Singer elaborated on the severity of the breach, highlighting how the threat actors had infiltrated the network to such an extent that they could intercept and manipulate communications meant for critical infrastructure entities. The potential ramifications of this access were significant, as the threat actors could tamper with ICS data and Modbus protocol crucial for operational technology.
While an “aggressive containment response” managed to expel the threat actors from the network, the uncertainty regarding the extent of their access prompted CISA to engage with all of the MSP’s customers. Additionally, CISA maintained a presence within the network for four months to ensure that no lingering threats remained—a proactive measure uncommon for the agency.
In a surprising twist, forensic investigators later discovered that the threat actors attempted to regain access to the MSP network mere days before the invasion of Ukraine in February 2022. The potential consequences of this re-access were chilling, considering the sensitive nature of the compromised communications and the critical infrastructure entities they served.
Singer commended CERT-UA, Ukraine’s national Computer Emergency Response Team, for their assistance throughout the incident and afterward. However, he also emphasized the growing threat posed by China, suggesting that the risks associated with Chinese threat groups may surpass those posed by Russian actors, especially in light of their ambitions regarding Taiwan.

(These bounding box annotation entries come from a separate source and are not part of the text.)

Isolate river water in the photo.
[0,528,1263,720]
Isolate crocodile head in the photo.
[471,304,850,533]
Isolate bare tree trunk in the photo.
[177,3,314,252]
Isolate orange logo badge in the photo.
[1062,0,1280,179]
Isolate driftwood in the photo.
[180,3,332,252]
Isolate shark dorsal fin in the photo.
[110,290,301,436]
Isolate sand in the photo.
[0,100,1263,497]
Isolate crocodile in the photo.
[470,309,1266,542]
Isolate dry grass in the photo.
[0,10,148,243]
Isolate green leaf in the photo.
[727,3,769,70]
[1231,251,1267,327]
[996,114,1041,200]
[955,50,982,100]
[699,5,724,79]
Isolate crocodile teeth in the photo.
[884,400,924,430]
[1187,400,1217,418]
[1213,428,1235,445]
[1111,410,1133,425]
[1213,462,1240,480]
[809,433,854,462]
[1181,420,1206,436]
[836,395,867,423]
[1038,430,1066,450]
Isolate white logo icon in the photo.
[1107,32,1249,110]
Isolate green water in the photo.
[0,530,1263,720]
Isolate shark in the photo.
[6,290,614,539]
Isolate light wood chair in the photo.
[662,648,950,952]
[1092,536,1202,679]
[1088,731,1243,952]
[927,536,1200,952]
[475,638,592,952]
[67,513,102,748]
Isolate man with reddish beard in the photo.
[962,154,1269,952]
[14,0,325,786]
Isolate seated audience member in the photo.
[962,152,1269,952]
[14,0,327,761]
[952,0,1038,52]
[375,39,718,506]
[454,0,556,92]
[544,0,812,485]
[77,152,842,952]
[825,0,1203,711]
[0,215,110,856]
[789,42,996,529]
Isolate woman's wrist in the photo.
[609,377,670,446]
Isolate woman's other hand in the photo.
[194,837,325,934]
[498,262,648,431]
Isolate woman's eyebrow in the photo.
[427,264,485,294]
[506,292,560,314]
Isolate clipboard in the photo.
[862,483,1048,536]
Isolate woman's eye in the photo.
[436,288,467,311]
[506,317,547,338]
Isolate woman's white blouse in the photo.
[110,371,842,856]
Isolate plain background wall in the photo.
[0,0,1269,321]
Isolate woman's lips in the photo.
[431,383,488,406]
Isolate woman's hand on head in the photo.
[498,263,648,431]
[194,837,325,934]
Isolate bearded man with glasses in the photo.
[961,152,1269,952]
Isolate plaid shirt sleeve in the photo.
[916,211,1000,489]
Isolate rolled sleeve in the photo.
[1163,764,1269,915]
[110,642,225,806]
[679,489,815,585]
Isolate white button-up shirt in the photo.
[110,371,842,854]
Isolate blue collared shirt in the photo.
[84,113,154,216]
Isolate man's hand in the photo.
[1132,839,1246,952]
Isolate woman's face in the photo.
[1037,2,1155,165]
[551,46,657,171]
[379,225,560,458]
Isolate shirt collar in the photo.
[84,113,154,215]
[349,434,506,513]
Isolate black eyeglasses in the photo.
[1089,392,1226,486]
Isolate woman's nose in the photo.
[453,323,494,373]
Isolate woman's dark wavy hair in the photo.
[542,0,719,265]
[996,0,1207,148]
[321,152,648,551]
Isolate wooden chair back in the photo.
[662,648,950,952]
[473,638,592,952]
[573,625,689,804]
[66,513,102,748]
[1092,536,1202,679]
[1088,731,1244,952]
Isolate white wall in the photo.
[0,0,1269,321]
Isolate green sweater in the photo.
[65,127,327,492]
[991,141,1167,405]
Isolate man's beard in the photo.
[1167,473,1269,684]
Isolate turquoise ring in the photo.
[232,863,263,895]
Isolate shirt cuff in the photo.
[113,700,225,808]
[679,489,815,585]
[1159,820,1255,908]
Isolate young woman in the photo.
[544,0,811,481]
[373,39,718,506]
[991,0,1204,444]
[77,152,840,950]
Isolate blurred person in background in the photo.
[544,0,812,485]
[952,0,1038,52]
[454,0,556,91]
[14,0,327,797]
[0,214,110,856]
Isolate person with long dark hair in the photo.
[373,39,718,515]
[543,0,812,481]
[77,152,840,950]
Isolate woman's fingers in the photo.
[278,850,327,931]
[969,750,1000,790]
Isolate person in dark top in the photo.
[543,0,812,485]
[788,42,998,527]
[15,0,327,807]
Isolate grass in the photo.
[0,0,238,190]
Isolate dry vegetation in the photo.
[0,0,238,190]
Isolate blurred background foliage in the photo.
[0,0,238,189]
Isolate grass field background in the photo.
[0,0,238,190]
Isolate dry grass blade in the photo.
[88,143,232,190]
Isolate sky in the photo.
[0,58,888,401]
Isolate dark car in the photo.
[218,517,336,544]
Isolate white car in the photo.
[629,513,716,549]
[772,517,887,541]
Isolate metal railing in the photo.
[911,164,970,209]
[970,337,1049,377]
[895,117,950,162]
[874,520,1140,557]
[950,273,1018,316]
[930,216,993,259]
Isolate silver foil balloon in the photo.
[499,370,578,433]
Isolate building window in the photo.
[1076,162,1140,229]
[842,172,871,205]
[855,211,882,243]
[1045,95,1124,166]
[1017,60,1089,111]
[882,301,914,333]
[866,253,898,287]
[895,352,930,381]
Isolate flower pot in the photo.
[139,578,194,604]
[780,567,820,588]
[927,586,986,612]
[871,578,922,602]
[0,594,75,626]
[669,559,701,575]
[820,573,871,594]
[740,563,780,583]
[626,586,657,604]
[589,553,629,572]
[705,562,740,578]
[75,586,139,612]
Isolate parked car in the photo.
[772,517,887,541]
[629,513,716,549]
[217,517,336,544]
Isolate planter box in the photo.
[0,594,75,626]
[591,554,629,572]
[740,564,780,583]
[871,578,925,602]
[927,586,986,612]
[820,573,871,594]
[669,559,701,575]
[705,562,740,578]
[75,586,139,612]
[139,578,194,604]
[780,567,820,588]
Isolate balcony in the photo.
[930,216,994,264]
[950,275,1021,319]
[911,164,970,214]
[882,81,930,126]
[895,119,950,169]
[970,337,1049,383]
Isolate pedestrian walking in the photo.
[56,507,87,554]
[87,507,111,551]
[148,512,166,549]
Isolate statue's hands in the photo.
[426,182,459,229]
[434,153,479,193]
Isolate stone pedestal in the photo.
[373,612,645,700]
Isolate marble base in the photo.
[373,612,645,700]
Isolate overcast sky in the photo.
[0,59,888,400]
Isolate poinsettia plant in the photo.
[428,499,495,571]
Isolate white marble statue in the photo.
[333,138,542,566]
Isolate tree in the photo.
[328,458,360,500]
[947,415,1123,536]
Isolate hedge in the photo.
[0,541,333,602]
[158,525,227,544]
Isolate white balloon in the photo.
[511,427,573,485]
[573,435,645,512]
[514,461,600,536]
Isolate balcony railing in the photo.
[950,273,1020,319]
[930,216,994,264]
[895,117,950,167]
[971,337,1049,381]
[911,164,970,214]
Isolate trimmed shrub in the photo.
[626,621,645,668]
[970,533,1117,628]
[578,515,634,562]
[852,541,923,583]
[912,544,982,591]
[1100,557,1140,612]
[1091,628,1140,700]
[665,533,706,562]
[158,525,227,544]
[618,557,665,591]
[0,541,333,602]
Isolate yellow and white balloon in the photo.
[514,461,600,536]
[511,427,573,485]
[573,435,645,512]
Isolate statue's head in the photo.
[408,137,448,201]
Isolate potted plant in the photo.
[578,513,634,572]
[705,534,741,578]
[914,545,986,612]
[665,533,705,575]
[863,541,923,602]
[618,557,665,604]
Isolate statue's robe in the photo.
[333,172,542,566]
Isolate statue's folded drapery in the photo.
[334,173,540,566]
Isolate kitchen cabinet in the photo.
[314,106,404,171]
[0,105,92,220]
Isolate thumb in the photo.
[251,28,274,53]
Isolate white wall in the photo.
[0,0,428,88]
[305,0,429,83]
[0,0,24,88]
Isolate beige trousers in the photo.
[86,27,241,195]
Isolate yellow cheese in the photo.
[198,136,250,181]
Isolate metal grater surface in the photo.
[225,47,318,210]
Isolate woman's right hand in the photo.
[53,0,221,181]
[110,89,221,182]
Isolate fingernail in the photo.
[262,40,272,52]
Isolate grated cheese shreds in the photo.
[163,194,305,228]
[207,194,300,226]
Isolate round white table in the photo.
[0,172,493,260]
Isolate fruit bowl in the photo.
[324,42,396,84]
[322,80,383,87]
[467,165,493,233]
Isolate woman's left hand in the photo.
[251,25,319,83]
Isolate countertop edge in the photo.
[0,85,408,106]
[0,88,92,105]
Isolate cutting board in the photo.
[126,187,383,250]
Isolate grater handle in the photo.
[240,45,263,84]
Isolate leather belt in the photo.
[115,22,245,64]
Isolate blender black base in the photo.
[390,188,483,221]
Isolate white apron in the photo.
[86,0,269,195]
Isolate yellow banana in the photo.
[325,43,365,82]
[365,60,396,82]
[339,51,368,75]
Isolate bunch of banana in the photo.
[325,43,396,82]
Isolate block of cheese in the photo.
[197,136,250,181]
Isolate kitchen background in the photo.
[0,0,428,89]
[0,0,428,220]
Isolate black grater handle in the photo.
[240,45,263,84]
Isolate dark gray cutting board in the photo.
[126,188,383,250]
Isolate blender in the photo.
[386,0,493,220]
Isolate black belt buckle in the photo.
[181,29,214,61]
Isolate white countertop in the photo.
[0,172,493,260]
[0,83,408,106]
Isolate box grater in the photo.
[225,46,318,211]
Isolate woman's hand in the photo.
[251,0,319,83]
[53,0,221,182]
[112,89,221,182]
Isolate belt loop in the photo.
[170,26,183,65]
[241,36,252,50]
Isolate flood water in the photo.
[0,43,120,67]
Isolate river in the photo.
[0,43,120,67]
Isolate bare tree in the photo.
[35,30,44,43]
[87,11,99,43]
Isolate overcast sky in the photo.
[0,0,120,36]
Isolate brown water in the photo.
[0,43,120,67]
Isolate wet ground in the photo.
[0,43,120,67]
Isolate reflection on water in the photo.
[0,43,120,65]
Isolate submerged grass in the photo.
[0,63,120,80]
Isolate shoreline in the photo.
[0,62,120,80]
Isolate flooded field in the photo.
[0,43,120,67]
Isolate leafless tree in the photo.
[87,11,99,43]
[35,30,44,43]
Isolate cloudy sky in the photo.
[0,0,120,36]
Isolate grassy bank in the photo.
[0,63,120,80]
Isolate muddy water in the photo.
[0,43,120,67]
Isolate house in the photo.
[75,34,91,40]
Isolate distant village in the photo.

The discussion also touched on the continued activity of Russian FSB-linked threat groups, which Singer identified as capable of inflicting significant damage. He advised the audience to stay informed about Russian threats by following CERT-UA updates and stressed the value of MITRE ATT&CK as a common language for cybersecurity professionals.
In conclusion, Singer emphasized the importance of humility within the cybersecurity community, advocating for a culture of collaboration and continuous learning. The near-miss breach serves as a stark reminder of the persistent and evolving threats facing critical infrastructure in the digital age, calling for heightened vigilance and proactive security measures to safeguard against potential cyber incursions.